A common trait in the lives of the saints is that of suffering. In the mystery of God, part of the purification process on the road to sanctity involves participating in the afflictions of Christ in one way or another. St. Paul in his letter to the Colossians wrote, “Now I rejoice in my sufferings for your sake, and in my flesh I complete what is lacking in Christ’s afflictions for the sake of his body, that is, the Church.” One of the great mystics and a doctor of the Church, St. John of the Cross, put it this way: “The soul cannot enter into these treasures, nor attain them, unless it first crosses into and enters the thicket of suffering, enduring interior and exterior labors, and unless it first receives from God very many blessings in the intellect and in the senses, and has undergone long spiritual training.”
Looking at the life of today’s saint, commonly known as Padre Pio, one can see very clearly the embodiment of this reality. Padre Pio is known to have suffered from poor health for much of his life, beginning as early as the age of nine. Even though the cause of his prolonged and debilitating illnesses remained a mystery to his doctors, Padre Pio did not become discouraged. Rather, like many saints before him (and as we are all called to do), he offered up his sufferings in union with Christ’s sacrifice.
It must be said here that suffering for suffering’s sake is not in and of itself a good. However, Christ himself transformed for all of us the meaning of suffering by his saving passion and death. When suffering comes, as it inevitably will for all of us, we can unite that suffering with the Cross of Christ for some greater good.
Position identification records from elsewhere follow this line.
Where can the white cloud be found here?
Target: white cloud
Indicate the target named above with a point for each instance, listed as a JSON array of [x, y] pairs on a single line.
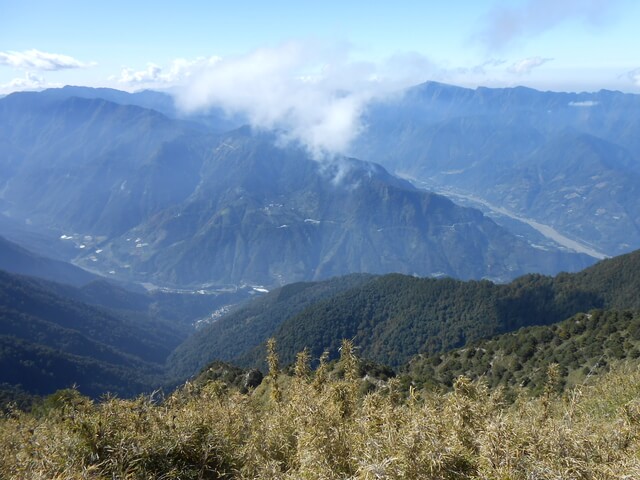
[[30, 81], [526, 65], [314, 95], [37, 60], [504, 25], [585, 103], [155, 76]]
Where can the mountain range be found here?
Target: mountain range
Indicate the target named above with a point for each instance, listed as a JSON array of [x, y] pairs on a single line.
[[570, 161], [166, 201]]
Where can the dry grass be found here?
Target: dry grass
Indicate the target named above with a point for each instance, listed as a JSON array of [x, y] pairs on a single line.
[[314, 427]]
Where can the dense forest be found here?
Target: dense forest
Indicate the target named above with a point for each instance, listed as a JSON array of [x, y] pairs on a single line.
[[393, 317]]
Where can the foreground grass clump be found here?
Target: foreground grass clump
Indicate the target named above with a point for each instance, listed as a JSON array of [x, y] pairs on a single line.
[[314, 426]]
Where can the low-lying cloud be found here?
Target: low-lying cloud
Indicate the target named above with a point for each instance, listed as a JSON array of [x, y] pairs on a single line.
[[154, 76], [37, 60], [313, 95], [584, 103], [526, 65]]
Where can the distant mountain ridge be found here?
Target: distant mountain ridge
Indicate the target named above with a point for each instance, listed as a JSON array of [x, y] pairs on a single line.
[[155, 199], [569, 160]]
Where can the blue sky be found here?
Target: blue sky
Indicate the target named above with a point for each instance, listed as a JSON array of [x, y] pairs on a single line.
[[571, 45]]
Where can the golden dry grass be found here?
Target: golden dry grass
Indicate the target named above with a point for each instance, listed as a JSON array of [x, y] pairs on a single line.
[[315, 427]]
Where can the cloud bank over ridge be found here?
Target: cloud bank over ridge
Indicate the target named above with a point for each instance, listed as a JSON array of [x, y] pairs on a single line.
[[314, 95]]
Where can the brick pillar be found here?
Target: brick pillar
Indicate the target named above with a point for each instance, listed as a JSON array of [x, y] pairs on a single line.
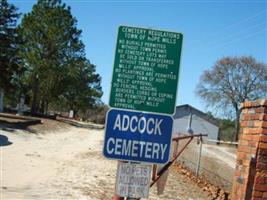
[[250, 178]]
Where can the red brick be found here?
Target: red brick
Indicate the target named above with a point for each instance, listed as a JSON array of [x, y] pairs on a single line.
[[261, 110], [263, 138], [257, 194], [260, 180], [243, 142], [263, 145], [261, 187], [261, 166], [253, 143], [262, 152], [244, 149]]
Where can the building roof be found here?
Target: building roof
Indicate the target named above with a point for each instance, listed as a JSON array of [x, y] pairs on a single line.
[[198, 113]]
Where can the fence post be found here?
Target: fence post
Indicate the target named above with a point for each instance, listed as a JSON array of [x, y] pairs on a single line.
[[199, 156], [250, 178]]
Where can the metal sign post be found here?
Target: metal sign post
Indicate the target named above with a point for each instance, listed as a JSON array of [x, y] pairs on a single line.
[[145, 77]]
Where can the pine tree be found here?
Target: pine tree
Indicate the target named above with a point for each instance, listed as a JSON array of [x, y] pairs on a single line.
[[9, 62], [52, 52]]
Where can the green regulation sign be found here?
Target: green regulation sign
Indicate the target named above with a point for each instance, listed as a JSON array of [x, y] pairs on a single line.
[[146, 70]]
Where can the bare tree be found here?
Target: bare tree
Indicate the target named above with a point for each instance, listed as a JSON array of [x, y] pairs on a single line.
[[231, 81]]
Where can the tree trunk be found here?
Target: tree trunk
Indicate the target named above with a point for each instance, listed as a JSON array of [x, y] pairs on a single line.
[[34, 98], [1, 100], [237, 113]]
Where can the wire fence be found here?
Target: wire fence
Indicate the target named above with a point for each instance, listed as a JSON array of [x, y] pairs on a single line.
[[214, 170]]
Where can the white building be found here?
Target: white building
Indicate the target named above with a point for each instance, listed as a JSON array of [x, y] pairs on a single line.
[[189, 120]]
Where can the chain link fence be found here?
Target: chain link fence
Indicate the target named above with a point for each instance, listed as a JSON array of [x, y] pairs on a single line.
[[217, 162]]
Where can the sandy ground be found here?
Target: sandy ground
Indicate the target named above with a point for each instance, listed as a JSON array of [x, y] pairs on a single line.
[[69, 165]]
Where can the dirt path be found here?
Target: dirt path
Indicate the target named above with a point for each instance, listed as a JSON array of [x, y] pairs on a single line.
[[69, 165]]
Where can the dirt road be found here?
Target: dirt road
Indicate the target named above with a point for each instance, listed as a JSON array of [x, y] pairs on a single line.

In the case of St. Padre Pio, he is known to have intentionally asked for the grace to suffer for the sake of souls. Early on in his life as a priest, he wrote a letter to his spiritual director asking for permission to offer his life as a victim for sinners. He wrote, “For a long time I have felt in myself a need to offer myself to the Lord as a victim for poor sinners and for the souls in Purgatory. This desire has been growing continually in my heart so that it has now become what I would call a strong passion…It seems to me that Jesus wants this.”
Indeed, this desire was granted to him by God. St. Padre Pio is one of a number of select souls over the course of the centuries who received the stigmata, in which the wounds of Christ were manifested visibly on his body. He first received the stigmata when he was thirty-one years old and became the first stigmatized priest in the history of the Church. With resignation and serenity, he bore the painful wounds in his hands, feet, and side for fifty years.
St. Padre Pio was known also for his many God-given and extraordinary spiritual gifts and charisms. To list just a few, he had the gift of healing, bilocation, prophecy, miracles, discernment of spirits, and the ability to read hearts. He spent long hours in the confessional and multitudes of people were drawn to him.
As his fame grew, it brought with it an additional layer of suffering in the form of scrutiny and skepticism, especially on the part of the Church.
In the end, though, this remarkable soul was officially proclaimed a saint by someone who had visited him years earlier as a young priest named Karoly Wojtyla, whom Padre Pio prophesied would one day rise to the highest post in the Church. This poor, humble, and suffering servant, Padre Pio, was canonized by Pope John Paul II on June 16, 2002.